Bafta honours cookery queen Delia
Delia Smith has won a British Academy of Film and Television Arts (Bafta) special award at a tribute event.
The celebrity chef, who has a CBE, received the latest award in honour of her contribution to television cookery and services to broadcasting at 'A Bafta Tribute: Delia Smith'.
She said: "It was a bit of a shock at first because I thought only people who were in movies had Baftas which shows you how ignorant I am, but then when I understood it, obviously it's a huge honour and a great privilege."
Andrew Newman, chair of Bafta's television committee, said: "Delia Smith is one of the most influential voices in television cookery and has played an important role in not only pioneering the genre in television but also shaping the perception of cooking in the nation's consciousness.
"Delia was the first TV cook to be recognised by her first name alone and her achievements have paved the way for today's cooking programmes and formats.
"It is unlikely that Jamie, Nigella, Gordon, The Hairy Bikers, and much-loved competitions such as The Great British Bake Off or Masterchef would have happened without her contribution."
Speaking about her 40-year career, Delia said: "I think there's been highlights to every stage of the journey really.

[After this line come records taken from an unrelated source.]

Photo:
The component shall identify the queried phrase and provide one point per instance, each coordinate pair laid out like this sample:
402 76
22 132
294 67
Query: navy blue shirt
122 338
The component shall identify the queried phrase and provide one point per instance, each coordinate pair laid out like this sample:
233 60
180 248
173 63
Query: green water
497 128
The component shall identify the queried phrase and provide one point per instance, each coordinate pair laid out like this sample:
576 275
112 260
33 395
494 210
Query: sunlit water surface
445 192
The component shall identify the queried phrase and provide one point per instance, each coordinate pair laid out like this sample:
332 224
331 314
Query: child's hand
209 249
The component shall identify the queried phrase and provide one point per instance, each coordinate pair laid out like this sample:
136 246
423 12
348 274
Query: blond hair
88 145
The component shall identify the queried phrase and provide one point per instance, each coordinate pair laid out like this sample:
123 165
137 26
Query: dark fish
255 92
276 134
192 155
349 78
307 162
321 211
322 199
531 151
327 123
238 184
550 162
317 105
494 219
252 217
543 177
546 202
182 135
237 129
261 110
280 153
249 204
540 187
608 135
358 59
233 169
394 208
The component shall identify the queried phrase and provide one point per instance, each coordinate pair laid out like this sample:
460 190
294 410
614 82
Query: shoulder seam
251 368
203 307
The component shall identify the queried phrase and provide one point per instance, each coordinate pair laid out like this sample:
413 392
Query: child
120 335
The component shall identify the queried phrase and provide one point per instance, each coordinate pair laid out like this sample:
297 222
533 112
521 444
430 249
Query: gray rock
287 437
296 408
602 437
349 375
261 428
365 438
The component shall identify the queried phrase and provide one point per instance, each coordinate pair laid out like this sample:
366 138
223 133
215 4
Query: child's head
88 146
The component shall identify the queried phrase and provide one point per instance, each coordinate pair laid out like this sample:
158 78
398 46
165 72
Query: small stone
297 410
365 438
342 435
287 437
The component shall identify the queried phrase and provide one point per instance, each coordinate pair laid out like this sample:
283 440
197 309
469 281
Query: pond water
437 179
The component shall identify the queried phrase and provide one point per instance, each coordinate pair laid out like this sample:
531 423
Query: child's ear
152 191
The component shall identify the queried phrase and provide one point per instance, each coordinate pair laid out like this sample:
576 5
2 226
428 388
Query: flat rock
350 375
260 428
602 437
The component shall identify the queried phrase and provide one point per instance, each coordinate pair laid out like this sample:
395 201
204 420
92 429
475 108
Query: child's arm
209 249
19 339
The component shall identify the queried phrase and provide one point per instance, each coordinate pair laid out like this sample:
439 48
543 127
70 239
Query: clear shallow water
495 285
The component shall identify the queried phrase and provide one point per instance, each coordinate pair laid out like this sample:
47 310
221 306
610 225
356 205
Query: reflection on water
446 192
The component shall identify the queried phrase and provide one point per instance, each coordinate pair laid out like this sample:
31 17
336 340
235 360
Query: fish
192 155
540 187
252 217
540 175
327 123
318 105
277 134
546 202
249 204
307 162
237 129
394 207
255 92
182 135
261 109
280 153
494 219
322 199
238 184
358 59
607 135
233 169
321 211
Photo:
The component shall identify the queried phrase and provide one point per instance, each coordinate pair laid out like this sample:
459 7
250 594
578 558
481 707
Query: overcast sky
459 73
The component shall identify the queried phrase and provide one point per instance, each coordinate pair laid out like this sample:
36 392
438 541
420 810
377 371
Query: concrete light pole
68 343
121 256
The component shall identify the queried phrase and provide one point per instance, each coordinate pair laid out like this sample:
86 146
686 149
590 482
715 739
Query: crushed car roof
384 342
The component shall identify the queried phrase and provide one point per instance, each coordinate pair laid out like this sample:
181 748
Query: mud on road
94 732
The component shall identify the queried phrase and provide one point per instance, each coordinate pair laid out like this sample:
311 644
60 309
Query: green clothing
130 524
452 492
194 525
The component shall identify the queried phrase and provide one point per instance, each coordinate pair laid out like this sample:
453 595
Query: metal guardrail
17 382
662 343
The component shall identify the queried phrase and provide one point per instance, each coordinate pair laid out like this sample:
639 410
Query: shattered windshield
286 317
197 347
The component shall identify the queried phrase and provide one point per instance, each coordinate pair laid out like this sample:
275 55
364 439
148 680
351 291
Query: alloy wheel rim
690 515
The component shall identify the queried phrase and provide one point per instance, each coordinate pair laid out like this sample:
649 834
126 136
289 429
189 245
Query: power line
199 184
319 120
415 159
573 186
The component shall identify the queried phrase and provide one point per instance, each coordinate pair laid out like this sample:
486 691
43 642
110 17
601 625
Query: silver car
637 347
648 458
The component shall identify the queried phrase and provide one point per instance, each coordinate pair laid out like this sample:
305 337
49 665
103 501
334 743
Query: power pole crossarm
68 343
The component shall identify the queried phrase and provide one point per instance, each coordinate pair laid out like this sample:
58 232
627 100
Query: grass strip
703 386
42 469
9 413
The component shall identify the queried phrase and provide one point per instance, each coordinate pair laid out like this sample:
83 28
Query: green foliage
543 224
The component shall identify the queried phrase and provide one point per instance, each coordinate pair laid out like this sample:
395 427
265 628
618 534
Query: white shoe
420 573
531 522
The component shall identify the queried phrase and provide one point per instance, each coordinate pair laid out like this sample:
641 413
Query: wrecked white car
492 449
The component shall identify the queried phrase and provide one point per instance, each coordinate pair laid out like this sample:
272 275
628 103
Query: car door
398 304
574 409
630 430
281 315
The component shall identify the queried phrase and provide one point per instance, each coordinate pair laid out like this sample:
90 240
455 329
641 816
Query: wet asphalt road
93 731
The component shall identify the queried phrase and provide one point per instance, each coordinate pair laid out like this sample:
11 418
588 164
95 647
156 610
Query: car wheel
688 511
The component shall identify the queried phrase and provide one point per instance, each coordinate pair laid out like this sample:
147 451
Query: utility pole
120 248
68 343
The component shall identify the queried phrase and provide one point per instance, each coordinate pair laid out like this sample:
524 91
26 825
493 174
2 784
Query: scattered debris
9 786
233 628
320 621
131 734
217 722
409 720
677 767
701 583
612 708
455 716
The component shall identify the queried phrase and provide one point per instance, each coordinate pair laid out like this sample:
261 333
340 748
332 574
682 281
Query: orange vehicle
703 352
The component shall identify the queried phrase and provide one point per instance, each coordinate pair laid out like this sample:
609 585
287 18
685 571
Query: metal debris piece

I think the most rewarding and satisfying thing is meeting the people who use the recipes, reading their letters, well now their emails, but that's always rewarding when you realise you are actually reaching people through this wonderful medium called television.
"At the moment we're starting from scratch and doing exactly the same thing online, and we've got Delia Online cookery school and that's my passion at the moment, to try and reach younger people who have not had any lessons and try and teach them the basics.
"It's always hard, hard labour. There's no other way around it. If it's going to be good, it's going to be hard, so no surprises there."
She added: "I'm not really a recognisable face, not really. I'm very lucky because when I'm all dolled up like now, people might recognise me, but most of the time, without my make-up on, I'm a bit of a scruff and I don't get recognised."